Example Configuration

Here is a minimal example configuration:

gpt {
  enabled = true;
  type = "openai";
  api_key = "your_api_key_here";
  model = "gpt-4o-mini";
  max_tokens = 1000;
  temperature = 0.0;
  timeout = 10s;
  reason_header = "X-GPT-Reason";
}

Additional Notes

JSON vs. Plain-Text Responses

The plugin works best when the model can answer in plain text because it gives the language model more freedom and generally yields better reasoning. Enabling json = true (and optionally include_response_format) constrains the model to produce a strict JSON object. This often degrades the probability estimate or makes the reply longer than required, so turn it on only if your prompts really need JSON.

reason_header

If reason_header is set to a non-empty string, the plugin injects a mail header with the explanation sentence produced by GPT (X-GPT-Reason in the examples). This is convenient for debugging or for downstream systems, but remember that the text is untrusted user input and might reveal information to message recipients. Set the option to null to disable the header entirely.

Multiple-Model Ensemble

The model option can be a list:

model = ["gpt-4o-mini", "gpt-3.5-turbo"];

In this case Rspamd queries all listed models in parallel and applies a consensus algorithm:

  • Each model returns a spam probability.
  • If the majority classifies the message as spam with probability > 0.75, the highest spam probability is used.
  • If the majority classifies it as ham with probability < 0.25, the lowest ham probability is used.
  • Otherwise no GPT symbol is added (no consensus).
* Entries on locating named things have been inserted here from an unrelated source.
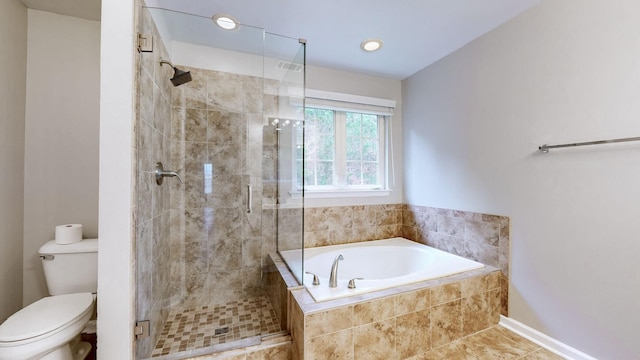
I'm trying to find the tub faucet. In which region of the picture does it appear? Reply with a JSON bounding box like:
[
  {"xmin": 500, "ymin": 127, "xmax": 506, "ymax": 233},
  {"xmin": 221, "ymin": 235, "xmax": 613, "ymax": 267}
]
[{"xmin": 329, "ymin": 254, "xmax": 344, "ymax": 287}]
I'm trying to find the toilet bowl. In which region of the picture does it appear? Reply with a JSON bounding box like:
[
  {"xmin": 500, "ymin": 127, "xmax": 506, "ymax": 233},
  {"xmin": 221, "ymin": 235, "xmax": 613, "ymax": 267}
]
[{"xmin": 0, "ymin": 293, "xmax": 94, "ymax": 360}]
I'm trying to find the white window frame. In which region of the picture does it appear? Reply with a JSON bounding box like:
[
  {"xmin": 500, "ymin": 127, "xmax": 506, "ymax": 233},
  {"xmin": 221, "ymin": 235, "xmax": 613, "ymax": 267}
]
[{"xmin": 290, "ymin": 89, "xmax": 396, "ymax": 198}]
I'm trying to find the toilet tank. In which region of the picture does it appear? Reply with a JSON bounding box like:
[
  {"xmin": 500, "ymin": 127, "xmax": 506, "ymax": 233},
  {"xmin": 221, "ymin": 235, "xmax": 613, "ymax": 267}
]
[{"xmin": 38, "ymin": 239, "xmax": 98, "ymax": 295}]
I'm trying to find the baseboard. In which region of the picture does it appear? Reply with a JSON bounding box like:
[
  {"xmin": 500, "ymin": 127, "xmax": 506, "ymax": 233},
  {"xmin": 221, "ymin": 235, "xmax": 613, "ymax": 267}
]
[{"xmin": 500, "ymin": 315, "xmax": 597, "ymax": 360}]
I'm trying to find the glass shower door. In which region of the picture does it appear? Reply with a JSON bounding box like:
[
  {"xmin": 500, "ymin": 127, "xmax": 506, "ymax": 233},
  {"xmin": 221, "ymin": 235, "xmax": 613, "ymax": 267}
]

This improves robustness and lets you mix cheap fast models with a slower high-quality one.

Caching Policies

To avoid repeated LLM calls, responses are cached in Redis (if configured). Key facts:

  • Key: <cache_prefix>_<env>_<digest> where env depends on prompt, model, and url, and digest is the SHA256 of the examined text part (truncated).
  • Default TTL is one hour (cache_ttl option accepts seconds).
  • Workers coordinate using pending markers so that only one request per message is sent even in large clusters.
  • Changing the prompt, model list, or endpoint automatically invalidates the cache because they are part of the key.
  • You can tune cache_prefix, cache_ttl, and other cache options directly inside the gpt {} block.

Conclusion

The Rspamd GPT Plugin integrates OpenAI's GPT models into Rspamd, enhancing its spam filtering capabilities with advanced text processing techniques. By configuring the options above, users can customize the plugin to meet specific requirements, thereby enhancing the efficiency and accuracy of spam filtering within Rspamd.